# Help my new hive swarmed!



## baranjhn (Oct 29, 2009)

Help! I built a top bar hive and housed my bees on Saturday. I got a lot of info from Michaek Bush's site.

Here are some things I did:

I sprinkled dry sugar in the bottom of the hive

I released the queen directly into the hive. She flew down to the bottom and was quickly surround by the other bees.

Yesterday, there were alot of bees on the outside of the hive

Today I got home and the hive had swarmed into my neighbors yard!

I opened the hive and they already had quite a bit of comb going, but except for a few stragglers it was empty.

I captured the swarm, but they weren't very docile. I managed to get most of them into a box, including a big clump which I hope the queen is in.

I dumped them back into the hive.

What else can I do?

What did I do wrong?

Thanks for your help


----------



## kbenz (Feb 17, 2010)

maybe put a queen excluder(in this case includer) over the entrance?


----------



## beez2010 (Dec 9, 2009)

The queen "includer" may be a good idea. In lieu of that, I would make sure the hive is located in a good location http://www.thewarrestore.com/hiveplacement.htm, make sure the hive in ventilated enough, reduce the entrance all the way down to where only one bee at a time may enter/exit the hive and feed them a 2:1 syrup mixture by whatever means possible. Feeding Honey B Healthy for a short time may settle them down a bit by blocking phermone communication. The bees most likely absconded because they found something about the hive to be objectionable. You need to try to determine what that is.

Chris Harvey

www.thewarrestore.com


----------



## Zonker (Mar 10, 2010)

I had the same problem. Didn't catch them the second time, but hope they found a good home. I suspect it was the finish I use (poly) or the cedar shingles on the roof. Other experienced beeks told me that it might have been a dead queen.


----------



## baranjhn (Oct 29, 2009)

Well,

I think most of them left again, but there are still some around in the hive as of yesterday. I don't know if I have a queen still, but I want them to have a couple of days to calm down. On Sunday, I'll open the hive and have a look around. If I see some larvae or eggs, I'll assume she's still there.
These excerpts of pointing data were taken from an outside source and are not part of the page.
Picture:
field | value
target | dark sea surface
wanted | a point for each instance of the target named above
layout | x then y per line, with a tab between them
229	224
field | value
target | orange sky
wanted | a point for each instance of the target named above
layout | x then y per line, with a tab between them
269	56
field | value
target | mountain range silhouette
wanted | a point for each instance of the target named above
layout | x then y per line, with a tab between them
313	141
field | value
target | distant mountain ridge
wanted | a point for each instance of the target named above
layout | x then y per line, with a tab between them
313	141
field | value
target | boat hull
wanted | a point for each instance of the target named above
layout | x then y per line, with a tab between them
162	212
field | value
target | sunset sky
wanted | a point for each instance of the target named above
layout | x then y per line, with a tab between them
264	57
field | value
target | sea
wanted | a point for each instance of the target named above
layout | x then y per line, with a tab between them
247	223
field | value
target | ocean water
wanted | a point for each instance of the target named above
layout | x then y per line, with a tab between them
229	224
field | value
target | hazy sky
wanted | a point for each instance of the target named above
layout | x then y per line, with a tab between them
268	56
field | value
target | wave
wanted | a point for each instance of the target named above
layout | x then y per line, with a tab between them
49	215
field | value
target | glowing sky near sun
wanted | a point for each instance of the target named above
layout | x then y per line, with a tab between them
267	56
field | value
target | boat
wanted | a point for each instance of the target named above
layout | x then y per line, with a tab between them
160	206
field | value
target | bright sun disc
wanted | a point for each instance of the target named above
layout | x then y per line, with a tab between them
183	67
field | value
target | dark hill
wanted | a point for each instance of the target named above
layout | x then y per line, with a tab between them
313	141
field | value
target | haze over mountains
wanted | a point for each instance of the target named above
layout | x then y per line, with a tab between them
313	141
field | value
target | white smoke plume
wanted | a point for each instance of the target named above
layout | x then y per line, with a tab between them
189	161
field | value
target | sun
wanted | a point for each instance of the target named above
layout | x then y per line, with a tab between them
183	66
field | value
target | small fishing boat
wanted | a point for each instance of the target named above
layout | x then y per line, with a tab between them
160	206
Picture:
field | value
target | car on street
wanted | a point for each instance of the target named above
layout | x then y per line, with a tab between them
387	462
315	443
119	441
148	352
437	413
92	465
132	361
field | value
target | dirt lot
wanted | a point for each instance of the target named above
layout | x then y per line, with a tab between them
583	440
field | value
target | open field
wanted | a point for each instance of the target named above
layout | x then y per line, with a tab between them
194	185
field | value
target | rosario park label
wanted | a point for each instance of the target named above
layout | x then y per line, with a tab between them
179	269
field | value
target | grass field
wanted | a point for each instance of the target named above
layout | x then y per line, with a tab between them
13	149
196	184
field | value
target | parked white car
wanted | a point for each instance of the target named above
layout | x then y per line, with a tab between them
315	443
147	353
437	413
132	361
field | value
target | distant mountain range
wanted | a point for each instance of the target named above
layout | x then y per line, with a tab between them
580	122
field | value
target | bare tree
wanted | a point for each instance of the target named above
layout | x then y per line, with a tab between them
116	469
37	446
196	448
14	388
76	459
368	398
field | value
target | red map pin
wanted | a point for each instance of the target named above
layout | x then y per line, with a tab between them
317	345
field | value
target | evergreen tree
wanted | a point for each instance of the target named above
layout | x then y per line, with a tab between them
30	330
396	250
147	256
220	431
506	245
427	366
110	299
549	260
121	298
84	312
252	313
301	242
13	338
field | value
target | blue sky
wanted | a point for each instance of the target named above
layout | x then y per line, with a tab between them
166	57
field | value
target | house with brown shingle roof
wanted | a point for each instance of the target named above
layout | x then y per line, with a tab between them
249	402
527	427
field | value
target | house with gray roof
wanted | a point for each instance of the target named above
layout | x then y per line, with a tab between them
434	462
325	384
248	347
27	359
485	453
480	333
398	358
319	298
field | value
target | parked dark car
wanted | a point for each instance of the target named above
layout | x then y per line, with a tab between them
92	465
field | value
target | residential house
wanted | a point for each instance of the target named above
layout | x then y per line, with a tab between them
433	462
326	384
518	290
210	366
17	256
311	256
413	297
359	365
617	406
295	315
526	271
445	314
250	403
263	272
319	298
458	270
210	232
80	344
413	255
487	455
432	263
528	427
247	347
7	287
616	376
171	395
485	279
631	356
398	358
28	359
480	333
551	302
I talked to a local beek, and he said maybe there weren't enough resources for all of them yet. At any rate I started with a three pound package, but I'm not sure how many are left. Maybe when I open the hive on Sunday, I'll see if I can get them onto a scale.


----------



## FindlayBee (Aug 2, 2009)

I discovered I have a similar situation as you. However, I did not find the bees that left. I installed a 3lb package of bees last Thursday (4/15/2010) and it appears that as soon as the queen was released, they soon left.


----------



## baranjhn (Oct 29, 2009)

FindlayBee said:


> I discovered I have a similar situation as you. However, I did not find the bees that left. I installed a 3lb package of bees last Thursday (4/15/2010) and it appears that as soon as the queen was released, they soon left.


The only reason I found mine was because when I walked out into my back yard, my neighbors said "I think your bees are over here!"

We've had bad weather the past few days, but yesterday the sun was out a bit, and I saw some bees flying in and out of the hive. So at least I still have some. I just hope I still have a queen.


----------



## twd8711 (Feb 2, 2008)

direct release of the queen is not a very good idea, leaving her in the cage gives the whole colony time to adjust


----------



## baranjhn (Oct 29, 2009)

twd8711 said:


> direct release of the queen is not a very good idea, leaving her in the cage gives the whole colony time to adjust


I was going by information on Michael Bush's site, where he said to release the queen directly into the new hive. Next time I'll keep her in the cage, but I will try direct release in the future again too.


----------



## franktrujillo (Jan 22, 2009)

did you let them out just before it gets dark?it helps to release them at that time.also i keep the queen in her cage over night give alittle smoke then let her out the next afternoon...in the hive with the other bees also if you see them aggressive towards her don't let her out or they will kill her...give a little smoke then wait another day..by giveing a little smoke they have to rescent...


----------



## Zonker (Mar 10, 2010)

This whole beekeeping thing is a black art. I installed a package because I wanted 2 hives. Followed all the instructions I could find, the food, the queen cage etc. The package left, I brought it back, it left again and was gone, then a second swarm attached itself to my glass back door and happily moved into a box I left near by and has refused to leave despite my efforts to get rid of them. Then a third swarm decided to live in the hive the package had left. I went from 1 hive to 4 in less than a month. No rhyme or reason.


----------



## Sam-Smith (Jul 26, 2009)

lucky man


----------